Critical Accounting Estimates
The preparation of the financial statements requires management to make estimates and assumptions that affect the reported amounts of assets and liabilities at the date of the financial statements and reported amounts of expenses during the reporting period. Actual outcomes could differ from these estimates. The financial statements include estimates which, by their nature, are uncertain. The impacts of such estimates are pervasive throughout the financial statements, and may require accounting adjustments based on future occurrences. Revisions to accounting estimates are recognized in the period in which the estimate is revised and the revision affects both current and future periods.
Significant assumptions about the future that management has made that could result in a material adjustment to the carrying amounts of assets and liabilities, in the event that actual results differ from assumptions made, relate to, but are not limited to, the following:
the inputs used in measurement for warrants
the inputs used in measurement for share based payments expense
the $nil provision for income taxes which is included in the unaudited condensed interim statements of comprehensive loss and recognition of deferred income tax assets and liabilities included in the year-end audited statement of financial position at December 31, 2016.
Change in Accounting Policies
Recent accounting pronouncements
The following standards, amendments, and interpretations have been adopted by the Company as of January 1, 2015. There was no impact on the financial statements as a result of the adoption of these standards, amendments, and interpretations:
a)
IFRS 8 Operating Segments;
b)
IAS 32 Financial Instruments; Presentation;
c)
IAS 36 Impairment of Assets; and
d)
IFRIC 21 Levies.
Financial Instruments
The Company's financial instruments, consisting of cash and cash equivalents of $206, approximate fair values due to the relatively short-term maturities of the instruments.
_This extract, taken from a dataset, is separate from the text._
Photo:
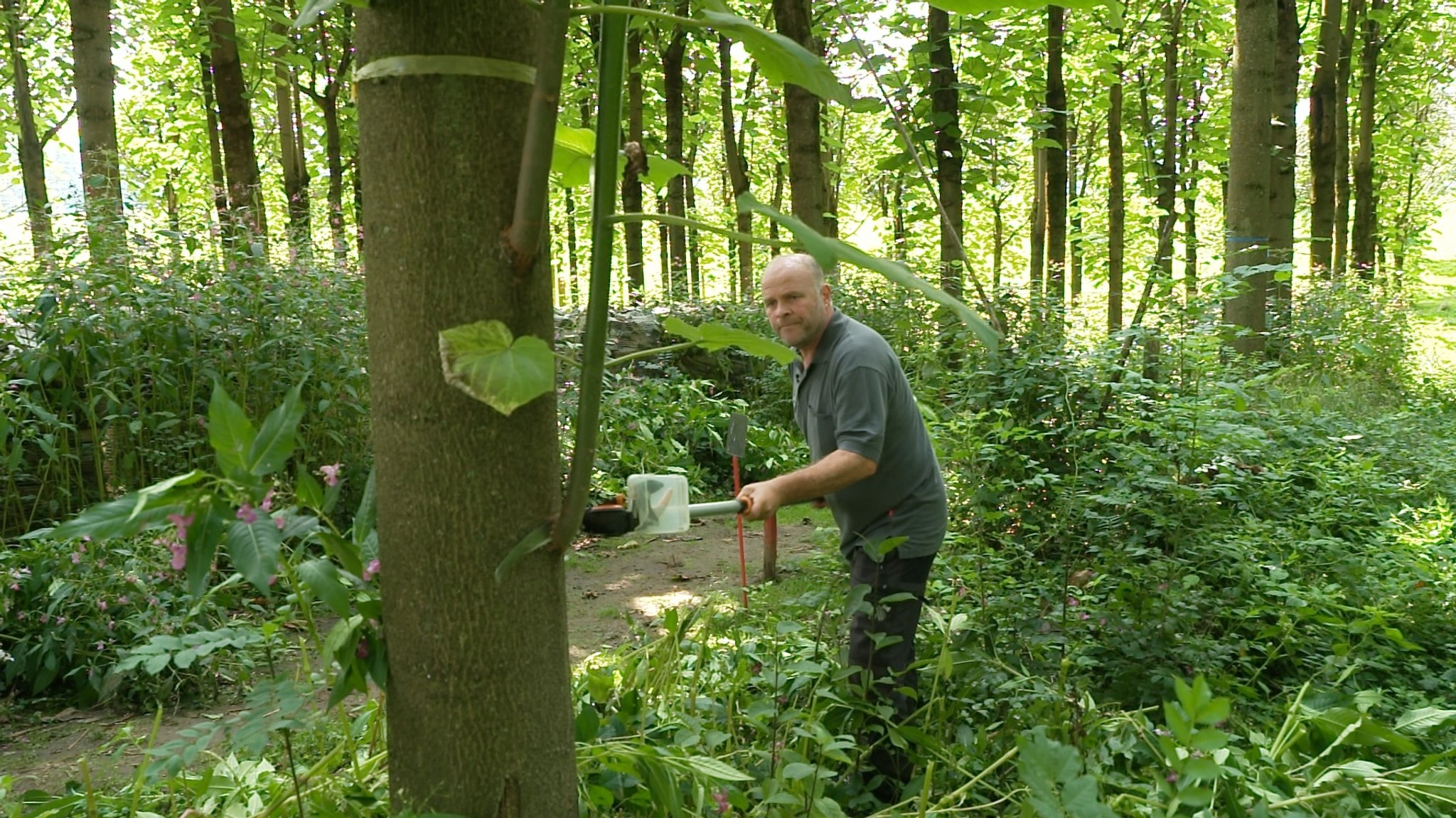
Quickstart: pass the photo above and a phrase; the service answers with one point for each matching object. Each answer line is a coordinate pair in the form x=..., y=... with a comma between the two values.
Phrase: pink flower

It is managements opinion that the Company is not exposed to significant interest, currency or credit risks arising from these financial instruments.
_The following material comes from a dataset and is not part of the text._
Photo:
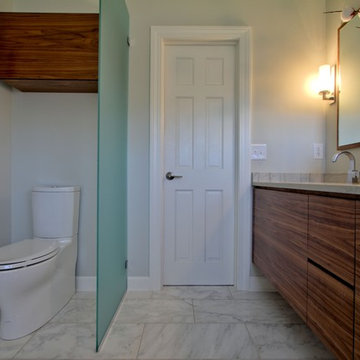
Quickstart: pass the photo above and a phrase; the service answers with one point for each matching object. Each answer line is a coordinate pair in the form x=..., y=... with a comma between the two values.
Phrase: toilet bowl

As at September 30, 2017, the Company had negative working capital of $349,393 and an accumulated deficit of $4,666,268. The Companys continuation as a going concern is dependent upon the successful results from the successful development of its new drug product and its ability to attain profitable operations and generate funds there from and/or raise equity capital or borrowings sufficient to meet current and future obligations. Management intends to finance operating costs over the next twelve months with loans from directors and companies controlled by directors and or private placement of common shares.